お墓の維持費はいくら?年間管理費の目安と、払えなくなったときの流れ

お墓の費用というと購入時の金額に目が向きがちですが、維持費(年間管理費)は払い続ける費用であり、承継する家族にも引き継がれます。本記事では、管理費の目安と使いみち、払えなくなった場合に何が起きるかを整理します。

年間管理費の目安(経営主体別)

年間管理費は霊園の経営主体によって水準が異なります(2026年7月時点の一般的な公開情報の整理)。

経営主体年間管理費の目安補足
公営霊園数百円〜数千円自治体が運営。管理費は抑えめ
民営霊園5千円〜1万5千円程度設備が充実するほど高くなる傾向
寺院墓地護持会費として5千円〜2万円程度寺院の維持のための会費。行事や法要との関わりが生じることも
合祀墓・永代供養墓かからない形が多い使用料に一括で含まれる形が一般的

なお、寺院墓地でかかる費用は「檀家料」ではなく**護持会費(ごじかいひ)**と呼ぶのが正確です。入檀している場合は、護持会費のほかに法要のお布施などが別途かかることがあります。

管理費は「共用部分」の維持費

管理費は、通路・水汲み場・植栽・休憩所・駐車場など、霊園の共用部分の維持にあてられます。各区画(お墓そのもの)の掃除や手入れは含まれないことが一般的で、自分の区画は自分で(または石材店などの有料サービスで)手入れします。

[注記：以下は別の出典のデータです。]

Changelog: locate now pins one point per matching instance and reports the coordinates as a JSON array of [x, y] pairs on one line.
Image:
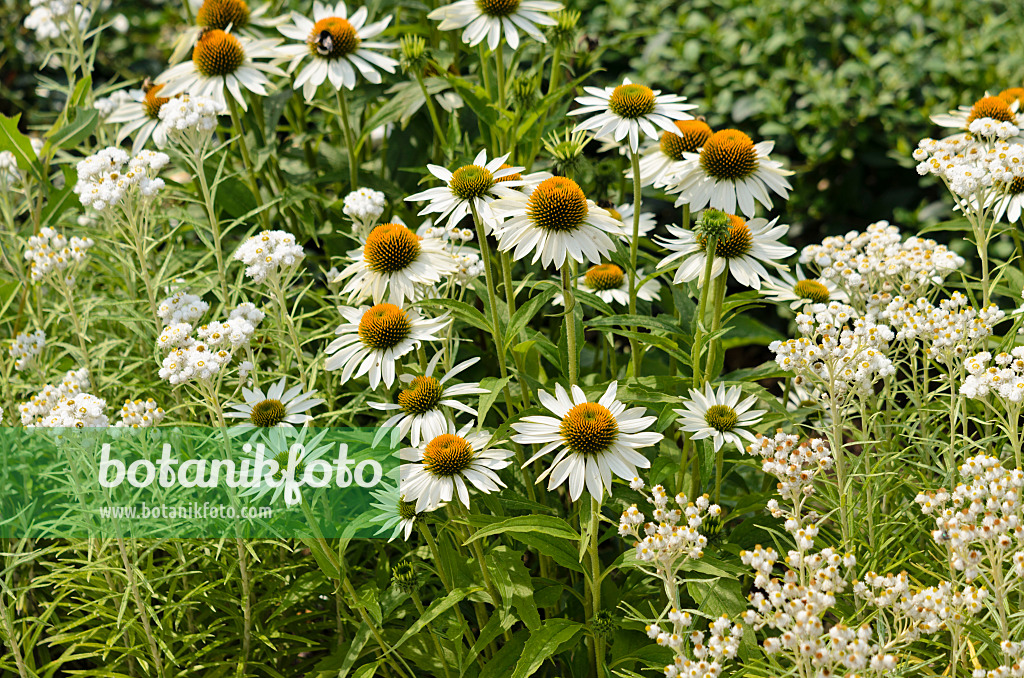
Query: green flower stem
[[247, 160], [701, 310], [635, 347], [346, 128], [570, 339]]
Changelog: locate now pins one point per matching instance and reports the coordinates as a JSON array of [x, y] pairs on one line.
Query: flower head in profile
[[373, 338], [396, 264], [610, 284], [338, 45], [660, 161], [425, 403], [555, 222], [489, 19], [275, 407], [800, 290], [729, 171], [448, 464], [628, 110], [222, 62], [470, 188], [718, 414], [595, 440], [741, 250]]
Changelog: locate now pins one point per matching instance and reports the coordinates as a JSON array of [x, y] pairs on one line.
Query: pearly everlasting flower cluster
[[111, 177], [980, 519], [695, 657], [872, 265], [840, 351], [52, 18], [140, 414], [1001, 375], [364, 207], [48, 251], [674, 535], [190, 119], [181, 306], [948, 331], [26, 347], [267, 253], [39, 407]]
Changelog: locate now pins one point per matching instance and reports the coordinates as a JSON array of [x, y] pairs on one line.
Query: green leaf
[[545, 643]]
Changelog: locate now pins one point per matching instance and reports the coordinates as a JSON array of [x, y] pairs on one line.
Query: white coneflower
[[741, 249], [555, 222], [339, 45], [595, 440], [492, 18], [610, 284], [629, 110], [730, 171], [395, 263], [799, 290], [445, 465], [421, 410], [221, 61], [719, 415], [374, 338], [276, 407], [470, 187], [660, 162]]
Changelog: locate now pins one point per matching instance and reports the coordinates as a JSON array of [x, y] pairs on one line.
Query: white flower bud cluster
[[1001, 375], [267, 252], [879, 262], [673, 537], [26, 347], [78, 411], [34, 411], [103, 179], [51, 18], [838, 348], [980, 520], [948, 331], [48, 251], [190, 119], [140, 414], [364, 207], [704, 659], [795, 464]]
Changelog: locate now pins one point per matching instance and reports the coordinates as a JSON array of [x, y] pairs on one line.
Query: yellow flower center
[[390, 248], [217, 53], [604, 277], [990, 107], [736, 242], [267, 413], [498, 7], [812, 290], [384, 326], [722, 418], [557, 204], [471, 181], [692, 135], [421, 396], [152, 103], [729, 155], [1012, 94], [333, 37], [632, 101], [589, 428], [221, 13], [446, 455]]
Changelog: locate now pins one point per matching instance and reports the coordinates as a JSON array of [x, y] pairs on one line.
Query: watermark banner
[[197, 482]]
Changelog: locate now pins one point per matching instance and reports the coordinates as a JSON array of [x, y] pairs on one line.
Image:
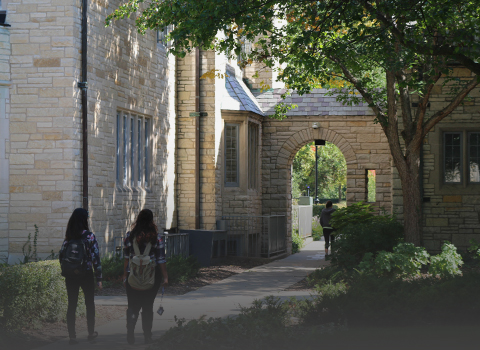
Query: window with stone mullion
[[474, 156]]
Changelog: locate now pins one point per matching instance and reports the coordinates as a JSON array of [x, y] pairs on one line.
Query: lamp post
[[316, 201], [317, 143]]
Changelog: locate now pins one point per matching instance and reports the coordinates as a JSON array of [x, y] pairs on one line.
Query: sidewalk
[[215, 300]]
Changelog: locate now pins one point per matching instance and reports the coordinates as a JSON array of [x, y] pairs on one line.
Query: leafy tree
[[332, 171], [383, 52]]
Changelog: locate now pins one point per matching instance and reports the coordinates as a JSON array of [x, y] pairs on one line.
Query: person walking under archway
[[79, 258], [141, 241], [325, 217]]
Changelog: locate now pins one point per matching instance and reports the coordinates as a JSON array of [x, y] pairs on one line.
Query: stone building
[[131, 123], [193, 150]]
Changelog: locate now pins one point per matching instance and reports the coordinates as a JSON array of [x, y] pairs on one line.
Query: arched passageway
[[360, 141]]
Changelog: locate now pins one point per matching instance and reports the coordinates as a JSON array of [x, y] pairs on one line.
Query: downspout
[[83, 86], [197, 138]]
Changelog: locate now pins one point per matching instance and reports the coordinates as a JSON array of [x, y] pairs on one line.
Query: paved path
[[216, 300]]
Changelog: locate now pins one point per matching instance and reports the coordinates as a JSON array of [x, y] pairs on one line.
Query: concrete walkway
[[215, 300]]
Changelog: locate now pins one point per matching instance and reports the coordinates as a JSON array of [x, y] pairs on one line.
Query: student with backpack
[[79, 258], [144, 269], [325, 217]]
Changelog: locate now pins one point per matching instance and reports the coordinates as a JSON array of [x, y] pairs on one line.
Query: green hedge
[[32, 293], [379, 301]]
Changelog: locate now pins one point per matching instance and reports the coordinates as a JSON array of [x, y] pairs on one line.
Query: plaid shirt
[[93, 255], [157, 252]]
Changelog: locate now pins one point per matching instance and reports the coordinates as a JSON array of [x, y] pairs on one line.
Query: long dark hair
[[77, 223], [144, 229]]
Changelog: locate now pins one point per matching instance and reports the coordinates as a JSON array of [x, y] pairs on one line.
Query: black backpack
[[74, 262]]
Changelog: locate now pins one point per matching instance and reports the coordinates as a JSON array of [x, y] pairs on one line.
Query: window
[[371, 185], [474, 156], [133, 150], [252, 155], [231, 155], [452, 143], [162, 36], [461, 157]]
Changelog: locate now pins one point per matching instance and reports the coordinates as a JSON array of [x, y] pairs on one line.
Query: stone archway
[[359, 140]]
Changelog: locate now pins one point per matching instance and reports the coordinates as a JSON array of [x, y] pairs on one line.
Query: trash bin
[[200, 245]]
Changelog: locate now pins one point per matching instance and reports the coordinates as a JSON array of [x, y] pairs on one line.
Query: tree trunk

「管理費を払っているのにお墓が汚れている」という誤解はここから生まれがちです。区画の手入れの扱いは契約時に確認しましょう。

払えなくなるとどうなる? — 使用権の取り消し

多くの霊園の使用規則には、管理費の滞納が一定期間(数年程度)続くと使用権を取り消す規定があります。一般的な流れは次のとおりです。

  1. 管理者からの督促・連絡
  2. 連絡が取れない場合、立て札や公告などによる通知
  3. 所定の期間を経て使用権の取り消し
  4. ご遺骨は霊園内の合祀墓などへ移される

取り消し後に合祀されたご遺骨は、後から取り出すことができません

支払いが難しくなりそうな場合や、承継者が管理費を引き継げない見通しの場合は、放置せず早めに管理者へ相談してください。墓じまいをして、管理費のかからない永代供養墓樹木葬へ移すという選択肢もあります。

これからお墓を選ぶ方へ — 「維持費込み」で比較を

お墓の費用は、購入時の金額だけでなく**「毎年いくら×何年」の維持費を含めた総額**で比べると、施設ごとの違いが見えやすくなります。

  • 管理費の金額と、値上げの可能性(過去の改定履歴を聞けると安心です)
  • 支払方法(毎年払い・数年分一括など)
  • 滞納時の扱い(何年で取り消しか)
  • 承継者がいない場合の選択肢(永代供養への切り替えができるか)

費用の全体像はお墓の費用の内訳と相場の目安を、実際の施設はお住まいの地域の霊園一覧からご覧ください。

よくある質問

お墓の年間管理費の相場はいくらですか?
一般的な目安は、公営霊園で数百円〜数千円、民営霊園で5千円〜1万5千円程度、寺院墓地では護持会費として5千円〜2万円程度です。合祀墓・永代供養墓では管理費がかからない(使用料に含まれる)形が多くあります。
管理費を払わないとお墓はどうなりますか?
多くの霊園では、管理費の滞納が一定期間(数年程度)続くと、公告などの手続きを経て使用権が取り消される規定があります。取り消し後のご遺骨は合祀墓などへ移されることが一般的です。滞納しそうな場合は早めに管理者へ相談しましょう。
管理費は何に使われますか?
通路・水汲み場・植栽・休憩所など、霊園の共用部分の維持管理にあてられます。各区画(お墓そのもの)の掃除は含まれないことが一般的です。